OSAS tanısı için “altın standart” tanı yöntemi olan “polisomnografi” (PSG) “Uyku sırasında, nörofizyolojik, kardiyorespiratuar, diğer fizyolojik ve fiziksel parametrelerin belli bir periyod, genellikle gece boyunca, eş zamanlı ve devamlı olarak kaydedilmesi” şeklinde tanımlanabilir
Genel önlemler
Ağırlığı ne olursa olsun OSAS tedavisinde ilk aşama genel önlemlerin uygulanmasıdır.
1.Kilo Verme Obezite OSAS’da en önemli risk faktörlerinden biridir. Özellikle santral obezite hem üst solunum yolu (ÜSY) açıklığını daraltarak, hem de abdominal yağ birikimi ile solunum paternini etkileyerek OSAS’a eğilimi artırmaktadır. Zayıflayan OSAS’lılarda apnelerin ve uyku bölünmelerinin azaldığı, oksijenasyonun ve gündüz uykululuğunun düzeldiği bilindiği için hastalar mutlaka kilo vermeye yönlendirilmelidir.
2.Yatış pozisyonu Yatış pozisyonuna geçildiğinde yer çekiminin de etkisine bağlı olarak hem apneli hem de normal bireylerde farenks açıklığı daralır. Bu daralma sırtüstü pozisyonda, lateral yatış pozisyonuna göre daha fazladır. Ayrıca sırtüstü pozisyonunda dil arkaya kayarak pasajın daha da daralmasına neden olur. Bu nedenle pek çok hastanın apneleri sırtüstü pozisyonunda artar. Hastanın sırtüstü yatmasının engellenerek OSAS ağırlığının azaltılacağı düşüncesiyle; sırtına (ya da pijamasına) yastık parçası, kum torbası, sırt çantası veya tenis topu yerleştirmek, böylece hastanın sırtüstü döndüğünde rahatsız olmasını sağlamak, sırtüstü dönme sonucu devreye giren sesli veya titreşimli alarm sistemi kullanmak gibi çeşitli metodlar denenmiştir..
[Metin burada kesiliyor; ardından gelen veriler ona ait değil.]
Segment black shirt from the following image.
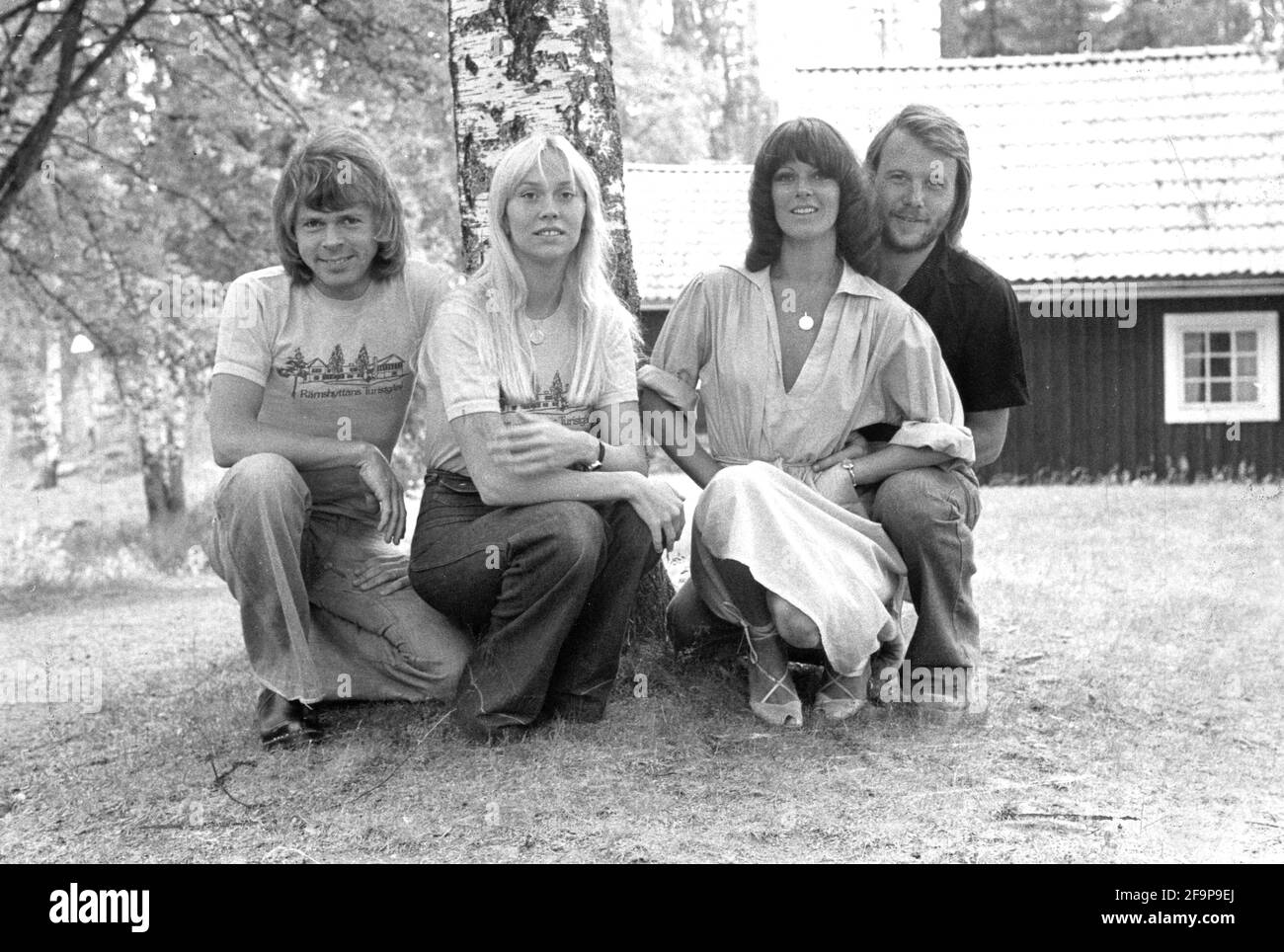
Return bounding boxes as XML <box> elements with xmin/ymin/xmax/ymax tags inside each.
<box><xmin>900</xmin><ymin>236</ymin><xmax>1030</xmax><ymax>413</ymax></box>
<box><xmin>861</xmin><ymin>236</ymin><xmax>1030</xmax><ymax>440</ymax></box>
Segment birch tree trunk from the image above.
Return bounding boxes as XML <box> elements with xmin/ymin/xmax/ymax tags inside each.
<box><xmin>36</xmin><ymin>330</ymin><xmax>63</xmax><ymax>489</ymax></box>
<box><xmin>450</xmin><ymin>0</ymin><xmax>673</xmax><ymax>649</ymax></box>
<box><xmin>450</xmin><ymin>0</ymin><xmax>638</xmax><ymax>313</ymax></box>
<box><xmin>116</xmin><ymin>360</ymin><xmax>189</xmax><ymax>522</ymax></box>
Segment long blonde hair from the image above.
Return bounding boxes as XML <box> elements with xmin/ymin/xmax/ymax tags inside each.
<box><xmin>470</xmin><ymin>132</ymin><xmax>642</xmax><ymax>406</ymax></box>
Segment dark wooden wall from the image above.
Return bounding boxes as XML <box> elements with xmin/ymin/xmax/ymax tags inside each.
<box><xmin>988</xmin><ymin>296</ymin><xmax>1284</xmax><ymax>477</ymax></box>
<box><xmin>642</xmin><ymin>296</ymin><xmax>1284</xmax><ymax>480</ymax></box>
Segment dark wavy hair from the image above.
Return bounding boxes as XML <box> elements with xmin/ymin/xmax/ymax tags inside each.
<box><xmin>865</xmin><ymin>104</ymin><xmax>972</xmax><ymax>248</ymax></box>
<box><xmin>273</xmin><ymin>127</ymin><xmax>406</xmax><ymax>284</ymax></box>
<box><xmin>745</xmin><ymin>119</ymin><xmax>878</xmax><ymax>275</ymax></box>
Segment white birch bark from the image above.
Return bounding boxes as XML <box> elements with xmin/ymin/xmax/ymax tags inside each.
<box><xmin>450</xmin><ymin>0</ymin><xmax>638</xmax><ymax>313</ymax></box>
<box><xmin>36</xmin><ymin>330</ymin><xmax>63</xmax><ymax>489</ymax></box>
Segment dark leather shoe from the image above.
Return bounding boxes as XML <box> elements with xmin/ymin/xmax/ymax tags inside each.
<box><xmin>256</xmin><ymin>687</ymin><xmax>322</xmax><ymax>747</ymax></box>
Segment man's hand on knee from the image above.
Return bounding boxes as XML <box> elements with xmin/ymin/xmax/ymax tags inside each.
<box><xmin>352</xmin><ymin>556</ymin><xmax>410</xmax><ymax>595</ymax></box>
<box><xmin>357</xmin><ymin>444</ymin><xmax>406</xmax><ymax>545</ymax></box>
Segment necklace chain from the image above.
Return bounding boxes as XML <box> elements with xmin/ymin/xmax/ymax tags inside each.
<box><xmin>777</xmin><ymin>258</ymin><xmax>843</xmax><ymax>331</ymax></box>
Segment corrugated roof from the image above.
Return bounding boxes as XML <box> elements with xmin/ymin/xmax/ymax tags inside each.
<box><xmin>625</xmin><ymin>46</ymin><xmax>1284</xmax><ymax>301</ymax></box>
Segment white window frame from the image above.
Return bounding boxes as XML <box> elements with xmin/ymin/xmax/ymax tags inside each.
<box><xmin>1164</xmin><ymin>310</ymin><xmax>1280</xmax><ymax>424</ymax></box>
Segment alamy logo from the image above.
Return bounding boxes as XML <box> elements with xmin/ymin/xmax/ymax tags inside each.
<box><xmin>48</xmin><ymin>883</ymin><xmax>151</xmax><ymax>933</ymax></box>
<box><xmin>0</xmin><ymin>661</ymin><xmax>103</xmax><ymax>713</ymax></box>
<box><xmin>1030</xmin><ymin>278</ymin><xmax>1137</xmax><ymax>327</ymax></box>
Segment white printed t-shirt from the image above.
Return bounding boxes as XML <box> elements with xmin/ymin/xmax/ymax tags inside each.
<box><xmin>214</xmin><ymin>259</ymin><xmax>458</xmax><ymax>523</ymax></box>
<box><xmin>419</xmin><ymin>283</ymin><xmax>638</xmax><ymax>475</ymax></box>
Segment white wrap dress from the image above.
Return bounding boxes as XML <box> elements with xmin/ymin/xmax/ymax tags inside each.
<box><xmin>638</xmin><ymin>266</ymin><xmax>975</xmax><ymax>674</ymax></box>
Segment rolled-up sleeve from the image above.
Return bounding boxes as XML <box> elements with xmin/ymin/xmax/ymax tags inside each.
<box><xmin>638</xmin><ymin>275</ymin><xmax>713</xmax><ymax>411</ymax></box>
<box><xmin>869</xmin><ymin>312</ymin><xmax>976</xmax><ymax>463</ymax></box>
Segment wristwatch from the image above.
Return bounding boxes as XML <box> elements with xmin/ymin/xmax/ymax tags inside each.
<box><xmin>585</xmin><ymin>440</ymin><xmax>606</xmax><ymax>472</ymax></box>
<box><xmin>840</xmin><ymin>459</ymin><xmax>860</xmax><ymax>490</ymax></box>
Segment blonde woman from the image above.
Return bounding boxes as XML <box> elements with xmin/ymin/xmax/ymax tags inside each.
<box><xmin>410</xmin><ymin>134</ymin><xmax>683</xmax><ymax>742</ymax></box>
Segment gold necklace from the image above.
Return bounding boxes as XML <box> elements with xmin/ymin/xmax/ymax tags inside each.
<box><xmin>780</xmin><ymin>258</ymin><xmax>843</xmax><ymax>331</ymax></box>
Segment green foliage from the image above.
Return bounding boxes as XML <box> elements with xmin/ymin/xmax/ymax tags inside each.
<box><xmin>607</xmin><ymin>0</ymin><xmax>775</xmax><ymax>163</ymax></box>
3.Alkol ve sedatif-hipnotiklerden sakınma Obstrüktif uyku apnelerini agreve eden faktörlerin başında alkol ve sedatif ilaçlar gelir. Ancak sigara ve çevresel maruziyetin de hava yolu enflamasyonunu artırarak OSAS için bir risk teşkil ettiği bilinmektedir. Alkol, diyafragmatik aktiviteyi etkilemeksizin farenks dilatatör kaslarının elektromyografik aktivitesini, nörolojik stimülasyonu baskılayarak azaltır. Böylece farenks kollapsı kolaylaşır. Apneli bireylerin uyumadan 4-5 saat önce alkol alımını kesmesi gerekmektedir. Sedatif-hipnotik ilaç kullanımı ise; orofarenksin ve larenksin rijiditesini sağlamada önemli rol oynayan kasları innerve eden sinirlerin aktivasyonunu azaltarak ÜSY kollapsını kolaylaştırır.